For the node-to-node communication via MPI the aforementioned concepts do not work well (see Fig. 8), since loadbalancing or workstealing would create large overheads due to a large amount of small messages. To avoid or reduce the latency that comes with each message, we employ a communication-avoiding parallelization scheme [10]. Nodes do not communicate separately with each other, but form groups in order to reduce the total number of messages. At the same time the message size can be increased. Depending on the total number of nodes involved, the group size parameter can be tuned for performance (see Fig. 9).

Fig. 11
figure 11

Observed drift of the total energy for different electrostatics settings. Left: evolution of the total energy for PME with order 4, mesh distance 0.113 nm, ewald-rtol set to 10−5 (black line) as well as for FMM with different multipole orders p at depth d = 3 (see legend in the right panel). Test system is a double precision simulation at T ≈ 300 K in periodic boundaries of 40 Na+ and 40 Cl ions solvated in a 4.07 nm3 box containing extended simple point charge (SPC/E) water molecules [3], comprising 6740 atoms altogether. Time step Δt = 2 fs, cutoffs at 0.9 nm, pair-list updated every ten steps.
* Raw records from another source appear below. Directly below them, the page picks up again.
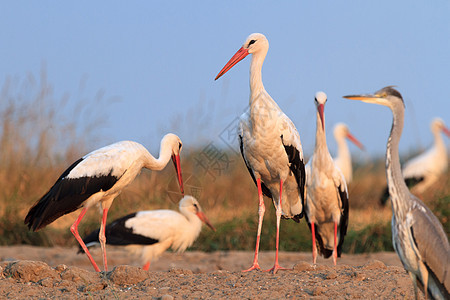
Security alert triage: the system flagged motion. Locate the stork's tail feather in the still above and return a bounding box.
[24,193,64,231]
[78,229,100,253]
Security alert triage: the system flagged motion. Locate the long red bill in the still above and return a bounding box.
[214,47,248,80]
[172,154,184,196]
[197,211,216,231]
[317,104,325,131]
[347,132,364,150]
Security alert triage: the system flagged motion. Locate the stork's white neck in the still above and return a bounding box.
[144,139,172,171]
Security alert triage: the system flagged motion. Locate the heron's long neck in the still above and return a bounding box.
[144,141,172,171]
[314,113,330,162]
[250,52,266,105]
[386,106,409,219]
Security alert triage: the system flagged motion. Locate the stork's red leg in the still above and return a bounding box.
[98,208,108,272]
[242,178,266,272]
[333,222,337,265]
[267,180,286,274]
[311,222,317,264]
[70,208,100,272]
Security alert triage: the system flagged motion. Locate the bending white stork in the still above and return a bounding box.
[216,33,305,273]
[344,86,450,299]
[79,196,216,270]
[333,123,364,185]
[25,133,184,272]
[305,92,349,265]
[380,118,450,205]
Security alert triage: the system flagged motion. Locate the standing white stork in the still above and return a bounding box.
[79,195,216,270]
[333,123,364,184]
[305,92,349,265]
[344,86,450,299]
[380,118,450,205]
[216,33,305,273]
[25,133,184,272]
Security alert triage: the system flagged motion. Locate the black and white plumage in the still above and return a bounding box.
[380,118,450,205]
[25,133,183,272]
[79,195,215,270]
[344,87,450,299]
[216,33,305,273]
[305,92,349,265]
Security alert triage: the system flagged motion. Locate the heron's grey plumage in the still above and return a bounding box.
[345,87,450,299]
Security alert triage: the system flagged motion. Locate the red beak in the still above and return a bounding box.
[347,132,364,150]
[317,104,325,131]
[172,154,184,196]
[442,126,450,138]
[214,47,249,80]
[197,211,216,231]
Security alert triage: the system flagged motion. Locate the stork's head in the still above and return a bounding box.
[430,118,450,138]
[179,195,216,231]
[161,133,184,195]
[314,92,327,131]
[333,123,364,150]
[215,33,269,80]
[344,86,405,109]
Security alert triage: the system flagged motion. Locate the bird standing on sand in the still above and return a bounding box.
[25,133,183,272]
[305,92,349,265]
[79,196,215,270]
[216,33,305,273]
[333,123,364,185]
[380,118,450,205]
[344,86,450,299]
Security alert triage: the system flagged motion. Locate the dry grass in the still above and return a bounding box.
[0,72,450,252]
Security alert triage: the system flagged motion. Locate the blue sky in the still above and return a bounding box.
[0,0,450,155]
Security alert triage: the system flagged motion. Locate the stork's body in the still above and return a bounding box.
[80,196,215,270]
[333,123,364,185]
[25,134,183,272]
[216,33,305,273]
[305,92,349,265]
[345,87,450,299]
[402,118,450,194]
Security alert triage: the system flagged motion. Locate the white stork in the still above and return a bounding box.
[333,123,364,184]
[344,86,450,299]
[79,196,216,270]
[25,133,184,272]
[305,92,349,265]
[380,118,450,205]
[216,33,305,273]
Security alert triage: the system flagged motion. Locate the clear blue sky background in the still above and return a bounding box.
[0,0,450,155]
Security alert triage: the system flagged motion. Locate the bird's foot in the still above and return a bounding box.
[242,262,261,272]
[264,263,290,274]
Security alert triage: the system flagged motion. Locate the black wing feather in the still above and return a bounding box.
[239,135,273,199]
[281,141,306,218]
[79,213,159,252]
[25,158,120,231]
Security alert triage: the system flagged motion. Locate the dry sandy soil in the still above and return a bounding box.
[0,246,422,299]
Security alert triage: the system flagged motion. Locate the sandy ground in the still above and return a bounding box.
[0,246,422,299]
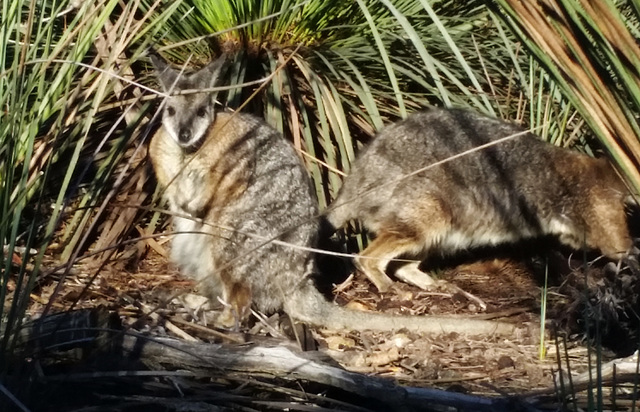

Right: Black squares show the drift with PME for different Verlet buffer sizes for the water/ions system using 4 × 4 cluster pair lists [41]. For comparison, green line shows the same for pure SPC/E water (without ions) taken from Ref. [34]. Influence of different multipole orders p on the drift is shown for a fixed buffer size of 8.3 Å. The GROMACS default Verlet buffer settings yield a drift of ≈ 8 × 10−5 kJ/mol/ps per atom for these MD systems, corresponding to the first data point on the left (black square/green circle)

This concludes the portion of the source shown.